Дымные костры «людей ночи» вспыхнули у меня перед глазами. Вокруг огня сидели Старый Вуди, Каторжник Билл, Старуха Лил, Анна и я. Через несколько строчек мои глаза натолкнулись еще на одно слово — «насилие».

«Молодой поэт, — говорил Гете, — должен учи­нить над собою некое насилие, дабы вырваться за пределы общих мест идей. Нет сомнений, это труд­но, но в том-то и состоит искусство жить».

Кусочки мозаики вставали на свои места; карти­на медленно прояснялась. Что творилось внутри меня, исторгая слезы из глаз. В первый раз за дол­гое, очень долгое время я плакал. Я вышел в ночь. Казалось, сами облака несутся по небу назад. Что-то ныло на самых задворках ума. Аннина жизнь не оборвалась в расцвете лет; наоборот, она была пол­ной и абсолютно завершенной.

На следующий день я снова был на кладбище. Искать ее могилу пришлось долго. Она пряталась в самом дальнем его конце. Я помнил, что там нет ни­какого надгробного камня, только простой деревян­ный крест с именем — «Анна». Прошел час, преж­де чем я ее нашел.

Я пришел сюда с ощущением мира внутри, слов­но книга была закрыта, словно история завершилась счастливым концом, но такого я не ожидал. Я оста­новился и открыл рот. Вот и он. Маленький, пьяно покосившийся деревянный крест, краска облупилась, но все еще можно прочитать имя — «АННА».

Мне захотелось засмеяться, но на кладбище вро­де как смеяться не положено, да? Мне не просто хотелось хохотать, мне это было настоятельно не­обходимо. Держать это внутри было больше невоз­можно. Я хохотал, пока по щекам у меня не потекли слезы. Я выдернул из земли крест и зашвырнул его в кусты.

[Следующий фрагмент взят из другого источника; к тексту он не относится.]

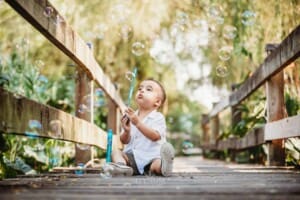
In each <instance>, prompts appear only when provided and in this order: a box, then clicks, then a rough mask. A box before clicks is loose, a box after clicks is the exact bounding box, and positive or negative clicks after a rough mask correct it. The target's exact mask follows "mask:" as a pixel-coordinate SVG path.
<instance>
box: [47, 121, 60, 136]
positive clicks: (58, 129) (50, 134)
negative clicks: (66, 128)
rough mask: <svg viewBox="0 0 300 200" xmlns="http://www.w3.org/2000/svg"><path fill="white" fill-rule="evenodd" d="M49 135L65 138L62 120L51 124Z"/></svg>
mask: <svg viewBox="0 0 300 200" xmlns="http://www.w3.org/2000/svg"><path fill="white" fill-rule="evenodd" d="M48 135H49V136H51V137H53V138H62V137H63V125H62V123H61V121H60V120H51V121H50V123H49V129H48Z"/></svg>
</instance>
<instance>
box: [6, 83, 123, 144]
mask: <svg viewBox="0 0 300 200" xmlns="http://www.w3.org/2000/svg"><path fill="white" fill-rule="evenodd" d="M0 99H1V101H0V108H1V112H0V131H1V132H4V133H8V134H10V133H11V134H18V135H23V136H29V137H44V138H52V139H58V140H65V141H71V142H77V143H83V144H88V145H93V146H97V147H99V148H101V149H106V132H105V131H103V130H102V129H100V128H98V127H97V126H96V125H94V124H93V123H90V122H87V121H86V120H82V119H79V118H77V117H74V116H73V115H71V114H68V113H66V112H63V111H61V110H58V109H56V108H52V107H50V106H47V105H43V104H41V103H38V102H35V101H33V100H30V99H28V98H26V97H22V96H16V95H14V94H13V93H11V92H8V91H6V90H4V89H2V88H1V87H0ZM30 120H36V121H37V122H39V123H40V127H38V128H37V127H34V133H36V134H32V133H30V132H31V131H32V130H31V129H30V127H29V126H30V125H29V124H28V123H29V122H30ZM53 122H54V123H57V124H53ZM53 125H54V127H53ZM53 129H54V130H53ZM28 132H29V133H28ZM113 141H114V146H115V147H118V148H120V147H121V146H120V145H121V143H120V142H119V141H118V139H117V136H115V139H114V140H113Z"/></svg>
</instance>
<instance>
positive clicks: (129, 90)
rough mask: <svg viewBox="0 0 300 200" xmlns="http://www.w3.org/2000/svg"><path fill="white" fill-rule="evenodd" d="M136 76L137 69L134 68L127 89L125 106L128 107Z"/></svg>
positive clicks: (131, 96)
mask: <svg viewBox="0 0 300 200" xmlns="http://www.w3.org/2000/svg"><path fill="white" fill-rule="evenodd" d="M136 75H137V68H136V67H135V68H134V69H133V72H132V79H131V80H130V88H129V93H128V99H127V106H129V107H130V104H131V99H132V95H133V90H134V85H135V79H136Z"/></svg>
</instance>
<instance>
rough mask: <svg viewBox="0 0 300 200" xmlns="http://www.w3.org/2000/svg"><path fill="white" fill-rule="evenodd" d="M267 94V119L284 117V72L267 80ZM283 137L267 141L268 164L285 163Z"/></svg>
mask: <svg viewBox="0 0 300 200" xmlns="http://www.w3.org/2000/svg"><path fill="white" fill-rule="evenodd" d="M265 88H266V96H267V108H268V109H267V121H268V123H269V122H272V121H277V120H279V119H283V118H284V115H285V103H284V80H283V72H282V71H281V72H279V73H277V74H276V75H274V76H273V77H271V78H270V79H268V80H267V82H266V87H265ZM283 144H284V141H283V140H282V139H277V140H272V141H269V142H267V147H268V148H267V149H268V153H267V162H266V164H267V165H268V166H271V165H277V166H280V165H281V166H282V165H284V164H285V149H284V146H283Z"/></svg>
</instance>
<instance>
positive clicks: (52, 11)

— О'кей, мистер Бог, — смеялся я, — ты меня убедил. Добрый старый мистер Бог. Временами ты чуток тормозишь, но в конце концов все всегда бу­дет хорошо.

Аннину могилу покрывал сверкающий алый ко­вер маков. На втором плане вытянулись в почет­ном карауле люпины. Парочка молодых деревьев перешептывались между собой, а в некошеной тра­ве сновало туда-сюда целое мышиное семейство. Анна была дома. Табличка с адресом ей больше не требовалась. И со сквиллионом тонн отборного мра­мора у вас не получится сделать лучше. Я постоял еще немного, а потом попрощался с ней — в пер­вый раз за пять лет.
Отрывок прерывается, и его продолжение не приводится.